Registrar Constituency Meeting - PM
[Posted to Random Bytes on March 24, 2003 03:50 PM| Links to this post ]
Our afternoon session had a slightly different tenor. Food is a wonderful drug.

We kicked things off with a visit from Jennifer <bad hearing, bad hearing> from the USPTO who had wonderful things to tell us about how WIPO was going to save us from the world or from governments, or evil pirates or something.

Point is that WIPO thinks that they have something to save someone from - which can never mean anything good. In this case, it means that they want ICANN to bless UDRP II, which amongst other things, starts treating country names like trademarks.

[fast forward to BC meeting] "These recommendations make the existing UDRP vulnerable."

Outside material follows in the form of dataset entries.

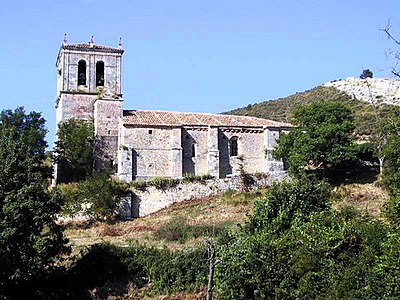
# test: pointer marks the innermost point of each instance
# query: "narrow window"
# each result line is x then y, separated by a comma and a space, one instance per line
99, 73
193, 150
82, 72
233, 146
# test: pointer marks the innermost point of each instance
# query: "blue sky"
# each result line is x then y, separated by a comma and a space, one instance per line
204, 55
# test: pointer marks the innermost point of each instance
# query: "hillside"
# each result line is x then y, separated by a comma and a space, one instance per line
360, 95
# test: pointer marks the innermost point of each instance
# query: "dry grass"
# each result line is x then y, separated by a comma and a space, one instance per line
207, 211
365, 197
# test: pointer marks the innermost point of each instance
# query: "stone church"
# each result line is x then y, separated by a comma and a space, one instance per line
143, 144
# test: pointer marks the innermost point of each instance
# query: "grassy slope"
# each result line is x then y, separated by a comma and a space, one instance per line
227, 210
282, 109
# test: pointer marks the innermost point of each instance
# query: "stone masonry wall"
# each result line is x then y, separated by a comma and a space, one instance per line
69, 68
250, 147
150, 200
151, 150
199, 138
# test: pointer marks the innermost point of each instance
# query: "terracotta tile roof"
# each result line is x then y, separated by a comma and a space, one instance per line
167, 118
91, 47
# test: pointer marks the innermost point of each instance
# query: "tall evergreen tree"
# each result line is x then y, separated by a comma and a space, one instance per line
30, 240
74, 150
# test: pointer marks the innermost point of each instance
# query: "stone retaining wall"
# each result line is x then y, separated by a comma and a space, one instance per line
151, 199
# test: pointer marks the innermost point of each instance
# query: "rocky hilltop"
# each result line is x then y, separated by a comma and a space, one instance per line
359, 94
371, 90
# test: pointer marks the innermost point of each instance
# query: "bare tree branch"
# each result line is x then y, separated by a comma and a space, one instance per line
388, 34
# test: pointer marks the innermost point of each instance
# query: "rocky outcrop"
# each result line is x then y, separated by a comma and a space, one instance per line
371, 90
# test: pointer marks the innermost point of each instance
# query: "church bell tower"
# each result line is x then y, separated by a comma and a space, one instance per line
89, 88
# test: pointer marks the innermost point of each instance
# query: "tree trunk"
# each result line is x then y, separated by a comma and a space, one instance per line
211, 258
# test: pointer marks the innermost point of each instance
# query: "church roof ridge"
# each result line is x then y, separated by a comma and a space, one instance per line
174, 118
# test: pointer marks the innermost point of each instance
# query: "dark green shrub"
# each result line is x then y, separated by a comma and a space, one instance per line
286, 200
184, 270
332, 255
167, 271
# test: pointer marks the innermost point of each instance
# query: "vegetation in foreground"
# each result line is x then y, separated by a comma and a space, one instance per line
292, 245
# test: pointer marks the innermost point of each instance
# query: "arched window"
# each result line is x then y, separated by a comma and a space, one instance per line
82, 72
193, 150
233, 146
99, 73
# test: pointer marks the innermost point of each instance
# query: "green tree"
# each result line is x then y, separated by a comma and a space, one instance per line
390, 154
321, 139
286, 200
74, 150
366, 74
30, 240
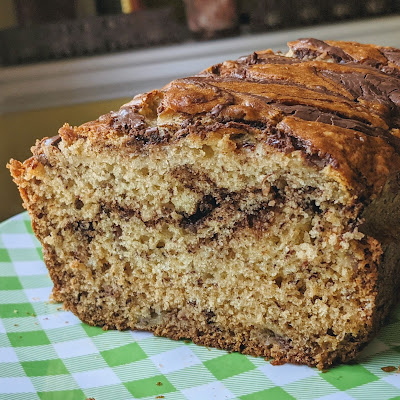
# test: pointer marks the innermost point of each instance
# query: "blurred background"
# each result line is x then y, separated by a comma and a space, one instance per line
73, 60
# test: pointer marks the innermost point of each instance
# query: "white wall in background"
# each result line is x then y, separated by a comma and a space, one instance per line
126, 74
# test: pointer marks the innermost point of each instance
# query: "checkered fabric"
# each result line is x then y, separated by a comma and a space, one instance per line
47, 353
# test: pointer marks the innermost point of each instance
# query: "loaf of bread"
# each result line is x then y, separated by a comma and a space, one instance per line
254, 207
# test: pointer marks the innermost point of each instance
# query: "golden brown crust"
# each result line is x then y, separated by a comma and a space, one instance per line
343, 114
269, 166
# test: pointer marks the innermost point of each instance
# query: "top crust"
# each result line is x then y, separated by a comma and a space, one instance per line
337, 103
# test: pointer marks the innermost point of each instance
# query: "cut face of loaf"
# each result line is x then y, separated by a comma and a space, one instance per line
254, 207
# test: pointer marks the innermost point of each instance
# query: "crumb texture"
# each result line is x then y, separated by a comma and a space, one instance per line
249, 208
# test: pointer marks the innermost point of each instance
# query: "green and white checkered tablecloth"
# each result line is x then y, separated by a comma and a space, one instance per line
47, 353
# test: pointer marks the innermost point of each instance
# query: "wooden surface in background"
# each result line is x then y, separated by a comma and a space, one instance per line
20, 131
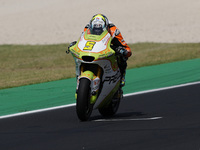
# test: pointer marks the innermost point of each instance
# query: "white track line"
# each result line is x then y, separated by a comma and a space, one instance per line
70, 105
136, 119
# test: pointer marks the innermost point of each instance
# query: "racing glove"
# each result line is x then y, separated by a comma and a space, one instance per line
70, 45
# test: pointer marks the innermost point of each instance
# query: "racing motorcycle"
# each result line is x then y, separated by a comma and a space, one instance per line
98, 75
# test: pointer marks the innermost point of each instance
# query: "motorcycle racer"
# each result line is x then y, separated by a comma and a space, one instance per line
100, 23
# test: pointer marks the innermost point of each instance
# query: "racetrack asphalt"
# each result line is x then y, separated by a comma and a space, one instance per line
176, 128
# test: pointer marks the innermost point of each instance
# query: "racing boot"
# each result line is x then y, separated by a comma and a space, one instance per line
123, 80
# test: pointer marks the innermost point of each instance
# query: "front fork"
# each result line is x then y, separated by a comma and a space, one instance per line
93, 73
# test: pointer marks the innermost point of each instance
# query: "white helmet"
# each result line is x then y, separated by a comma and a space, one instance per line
98, 24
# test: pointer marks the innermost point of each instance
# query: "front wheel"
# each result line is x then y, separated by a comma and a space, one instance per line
83, 106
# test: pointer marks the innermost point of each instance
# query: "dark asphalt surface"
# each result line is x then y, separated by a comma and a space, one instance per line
178, 129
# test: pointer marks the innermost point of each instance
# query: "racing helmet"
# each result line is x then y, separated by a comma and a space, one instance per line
98, 24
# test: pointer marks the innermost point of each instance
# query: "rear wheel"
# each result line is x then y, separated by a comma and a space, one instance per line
83, 106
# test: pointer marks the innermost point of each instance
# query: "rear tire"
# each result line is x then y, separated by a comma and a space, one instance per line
83, 106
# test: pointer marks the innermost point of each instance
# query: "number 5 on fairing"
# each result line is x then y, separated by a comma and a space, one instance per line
89, 45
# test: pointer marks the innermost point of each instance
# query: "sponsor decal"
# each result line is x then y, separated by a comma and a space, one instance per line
112, 79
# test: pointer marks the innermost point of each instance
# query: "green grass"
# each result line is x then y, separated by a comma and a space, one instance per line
30, 64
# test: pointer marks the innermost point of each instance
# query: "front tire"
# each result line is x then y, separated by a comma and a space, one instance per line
83, 106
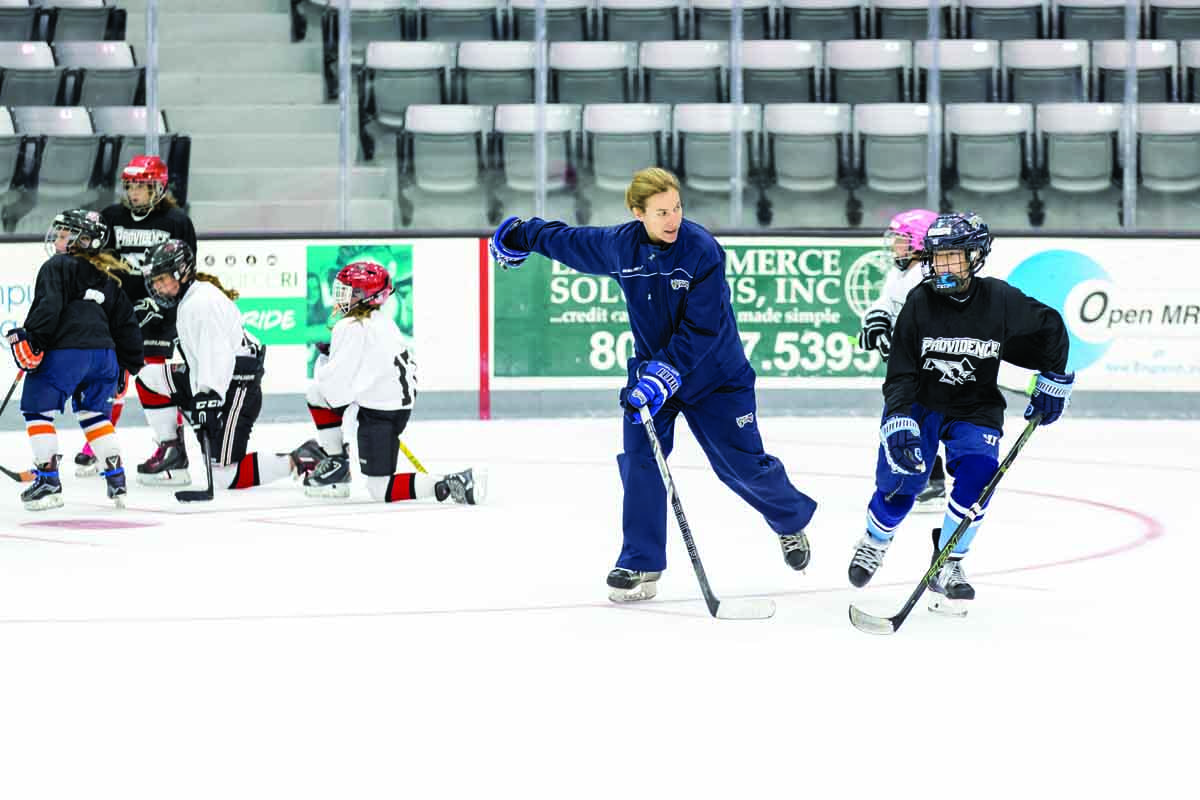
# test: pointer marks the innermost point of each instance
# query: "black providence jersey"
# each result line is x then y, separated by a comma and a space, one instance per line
946, 353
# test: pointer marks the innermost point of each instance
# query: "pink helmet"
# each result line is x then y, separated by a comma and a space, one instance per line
905, 235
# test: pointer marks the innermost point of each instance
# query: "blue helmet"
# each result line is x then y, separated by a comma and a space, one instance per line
955, 232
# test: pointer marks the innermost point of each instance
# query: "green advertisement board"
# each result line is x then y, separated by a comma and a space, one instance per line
799, 308
323, 264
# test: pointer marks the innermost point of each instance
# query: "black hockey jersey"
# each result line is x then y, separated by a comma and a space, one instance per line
76, 306
946, 352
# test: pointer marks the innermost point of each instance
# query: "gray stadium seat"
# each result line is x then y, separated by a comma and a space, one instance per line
102, 73
567, 20
1090, 18
783, 71
712, 19
910, 18
1173, 18
869, 71
970, 70
593, 72
1005, 19
497, 72
28, 74
684, 72
395, 76
459, 20
1045, 71
1157, 67
17, 20
641, 20
822, 19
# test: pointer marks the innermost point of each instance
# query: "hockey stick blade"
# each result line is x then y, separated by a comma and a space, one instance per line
753, 608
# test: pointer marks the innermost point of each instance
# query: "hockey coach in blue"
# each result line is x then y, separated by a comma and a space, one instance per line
688, 359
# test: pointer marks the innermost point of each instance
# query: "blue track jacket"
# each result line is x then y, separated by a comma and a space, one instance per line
678, 300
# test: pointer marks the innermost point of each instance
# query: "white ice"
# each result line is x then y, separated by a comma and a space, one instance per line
273, 647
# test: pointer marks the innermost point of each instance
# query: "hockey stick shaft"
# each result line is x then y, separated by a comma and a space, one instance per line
891, 625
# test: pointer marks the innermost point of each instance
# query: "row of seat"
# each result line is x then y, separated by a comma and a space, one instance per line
809, 19
70, 73
60, 20
53, 156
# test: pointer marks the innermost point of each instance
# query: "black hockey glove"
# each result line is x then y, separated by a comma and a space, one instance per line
207, 416
876, 334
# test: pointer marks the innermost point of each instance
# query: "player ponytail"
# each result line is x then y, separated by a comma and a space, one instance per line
215, 281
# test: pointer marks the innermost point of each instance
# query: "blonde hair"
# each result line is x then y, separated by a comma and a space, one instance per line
646, 184
215, 281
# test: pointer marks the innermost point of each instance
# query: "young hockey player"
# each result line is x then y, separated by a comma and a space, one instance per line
947, 346
147, 216
688, 359
904, 238
369, 364
78, 341
220, 382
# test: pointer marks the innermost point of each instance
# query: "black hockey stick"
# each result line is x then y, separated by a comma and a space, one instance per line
887, 625
720, 609
193, 495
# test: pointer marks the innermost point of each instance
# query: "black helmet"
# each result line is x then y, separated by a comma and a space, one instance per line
174, 258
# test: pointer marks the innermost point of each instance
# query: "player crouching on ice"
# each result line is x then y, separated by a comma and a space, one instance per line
947, 346
367, 362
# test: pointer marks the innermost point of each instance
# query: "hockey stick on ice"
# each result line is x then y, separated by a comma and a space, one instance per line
192, 495
887, 625
718, 608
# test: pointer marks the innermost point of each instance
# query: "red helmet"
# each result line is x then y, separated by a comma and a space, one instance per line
145, 169
361, 283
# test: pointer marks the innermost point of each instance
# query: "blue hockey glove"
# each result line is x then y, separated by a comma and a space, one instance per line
900, 437
507, 257
876, 334
1051, 396
655, 384
27, 356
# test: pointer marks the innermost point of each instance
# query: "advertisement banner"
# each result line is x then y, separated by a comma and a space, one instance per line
798, 304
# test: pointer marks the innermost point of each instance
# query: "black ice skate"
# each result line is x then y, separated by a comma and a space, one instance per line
47, 488
87, 463
630, 585
331, 475
462, 487
114, 475
867, 560
949, 585
167, 465
796, 549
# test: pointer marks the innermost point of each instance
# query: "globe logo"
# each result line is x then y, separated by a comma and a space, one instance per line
865, 278
1067, 281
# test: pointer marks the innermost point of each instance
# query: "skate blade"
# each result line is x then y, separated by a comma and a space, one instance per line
646, 590
947, 607
168, 477
331, 491
48, 501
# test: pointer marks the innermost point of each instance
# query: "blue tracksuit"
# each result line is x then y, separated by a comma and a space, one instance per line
679, 312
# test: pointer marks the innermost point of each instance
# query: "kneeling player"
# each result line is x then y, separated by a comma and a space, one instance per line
369, 364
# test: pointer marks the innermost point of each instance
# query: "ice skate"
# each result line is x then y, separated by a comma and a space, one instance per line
630, 585
47, 488
796, 549
114, 475
952, 590
167, 465
330, 477
867, 560
87, 463
465, 487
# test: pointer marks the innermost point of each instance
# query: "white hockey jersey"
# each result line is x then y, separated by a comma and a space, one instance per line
210, 336
370, 364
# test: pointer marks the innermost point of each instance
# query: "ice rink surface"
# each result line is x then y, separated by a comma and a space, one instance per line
269, 645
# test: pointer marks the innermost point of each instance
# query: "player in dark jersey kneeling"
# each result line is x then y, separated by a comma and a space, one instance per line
947, 346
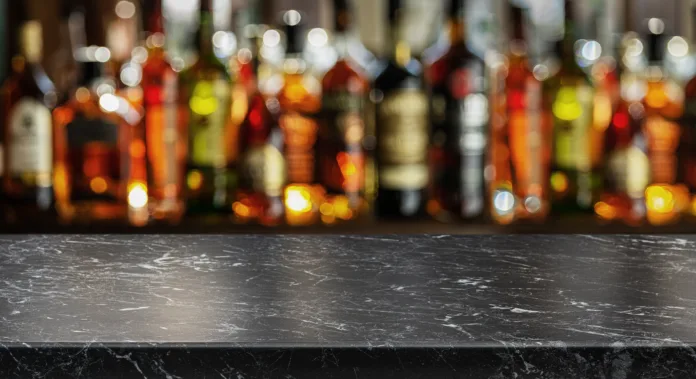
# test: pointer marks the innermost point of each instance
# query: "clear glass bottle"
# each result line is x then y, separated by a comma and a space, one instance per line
28, 98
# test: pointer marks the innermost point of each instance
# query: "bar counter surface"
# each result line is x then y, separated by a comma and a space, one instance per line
330, 306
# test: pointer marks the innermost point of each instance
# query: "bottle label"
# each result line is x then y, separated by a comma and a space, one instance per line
31, 138
526, 137
402, 135
663, 138
210, 108
95, 160
572, 109
341, 157
162, 138
300, 134
265, 169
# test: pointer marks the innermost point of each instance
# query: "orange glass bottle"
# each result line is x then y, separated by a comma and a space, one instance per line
528, 134
299, 103
28, 97
93, 142
340, 156
206, 86
262, 164
163, 130
665, 197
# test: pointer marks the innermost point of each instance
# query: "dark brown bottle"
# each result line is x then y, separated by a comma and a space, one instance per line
340, 155
401, 131
459, 114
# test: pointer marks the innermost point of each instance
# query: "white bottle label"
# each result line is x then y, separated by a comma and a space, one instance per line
30, 144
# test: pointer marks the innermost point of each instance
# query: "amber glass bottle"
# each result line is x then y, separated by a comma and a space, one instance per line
401, 130
93, 143
665, 198
163, 127
262, 164
28, 97
459, 113
340, 156
300, 102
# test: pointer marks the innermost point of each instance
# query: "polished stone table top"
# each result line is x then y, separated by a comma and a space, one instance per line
584, 296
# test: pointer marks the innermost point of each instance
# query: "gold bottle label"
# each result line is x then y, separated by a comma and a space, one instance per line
341, 158
265, 169
31, 138
572, 109
210, 110
300, 135
663, 138
402, 135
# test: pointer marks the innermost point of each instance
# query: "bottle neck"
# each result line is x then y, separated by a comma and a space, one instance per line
456, 23
204, 37
31, 42
155, 19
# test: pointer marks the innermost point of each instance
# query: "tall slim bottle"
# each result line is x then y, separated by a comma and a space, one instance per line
340, 155
459, 113
210, 170
300, 102
527, 138
625, 162
401, 130
28, 97
263, 170
163, 129
665, 198
575, 178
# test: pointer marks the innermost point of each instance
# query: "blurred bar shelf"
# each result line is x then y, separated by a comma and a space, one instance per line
347, 306
579, 224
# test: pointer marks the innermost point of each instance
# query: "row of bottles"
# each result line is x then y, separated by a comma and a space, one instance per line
512, 137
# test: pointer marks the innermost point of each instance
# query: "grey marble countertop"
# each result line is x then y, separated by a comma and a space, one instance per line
348, 291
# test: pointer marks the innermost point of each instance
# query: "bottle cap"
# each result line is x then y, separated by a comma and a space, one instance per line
31, 41
292, 20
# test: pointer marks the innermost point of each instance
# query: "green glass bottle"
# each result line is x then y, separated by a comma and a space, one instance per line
210, 168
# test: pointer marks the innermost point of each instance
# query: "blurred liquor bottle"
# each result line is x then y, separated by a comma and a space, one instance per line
300, 101
665, 199
121, 37
340, 155
261, 140
626, 167
162, 133
459, 118
520, 190
28, 97
63, 61
211, 176
575, 177
401, 130
93, 142
687, 148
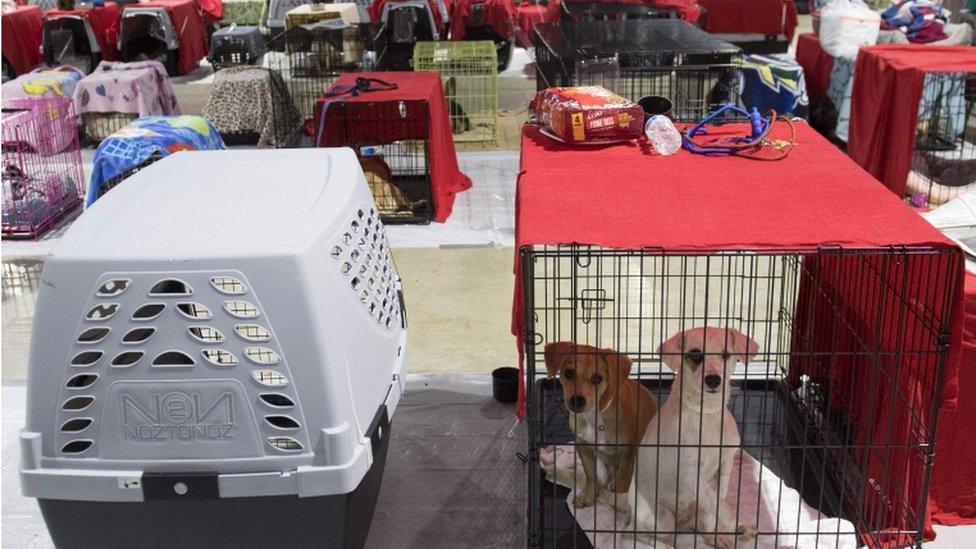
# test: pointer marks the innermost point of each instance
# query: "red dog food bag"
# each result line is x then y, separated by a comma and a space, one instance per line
588, 113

<aside>I couldn't agree more. As someone pointed out to me this week, I don't speak for Tucows on this blog. Keep that in mind when you read this next bit. I hate the idea of UDRP II a lot. On principle, I hate the UDRP I just a little bit more. The argument that I hear against UDRP II is that it provides a certain class of mark holders with extra-legal protections that are better found elsewhere. Exactly what I would say about the UDRP. I would go one step further and say that providing any entity or class of entities with special protections in the DNS (that aren't available to all classes that need varying types of protection) sets a bad precedent *and* if there are precedents out there that do this, maybe we should all take a deep breath and revisit the wisdom of those precedents.

<deep breath> You see what I mean here?</deep breath

The UDRP was the thin edge of the wedge and this is an example of why it is a bad wedge. I wouldn't advocate that we tear apart the UDRP - it does have some utility for a certain class of users - we just need something that's more equitable for all classes of users (and that doesn't mean what WIPO might think it means).

So yes, WIPO's UDRP II proposal makes UDRP I very vulnerable. The community needs to think carefully about exactly what is at stake so that we don't have to run through these gymnastics every time WIPO stretches its legs.></aside>

[Rewind to Registrar meeting] The general consensus of the constituency is that this proposal is "A Bad Idea" (TM) I would tend to agree. Regardless of what we (the "ICANN we") think of the UDRP, let's make sure that we keep the discussion focused on UDRP II. The WIPO proposal makes it very clear that there are worse alternatives to the UDRP - lets not help them make it happen.

Next, Bruce Tonkin provided the constituency with a brief overview of how policies get made in the new GNSO. Hopefully educational briefs like these reduce the perception that policy development in ICANN is a black-art reserved for only the most skilled wizards.

The rest of the afternoon was pretty unremarkable - discussions around credit card fraud, new gTLDs and IDNs. Lots of opinion, but no strong proposals. I suspect that those will come soon based on the number of action items I got sucked into.

There was nascent support for the idea of accrediting registries. Another Good Thing(TM). We'll see how the idea fares tonight.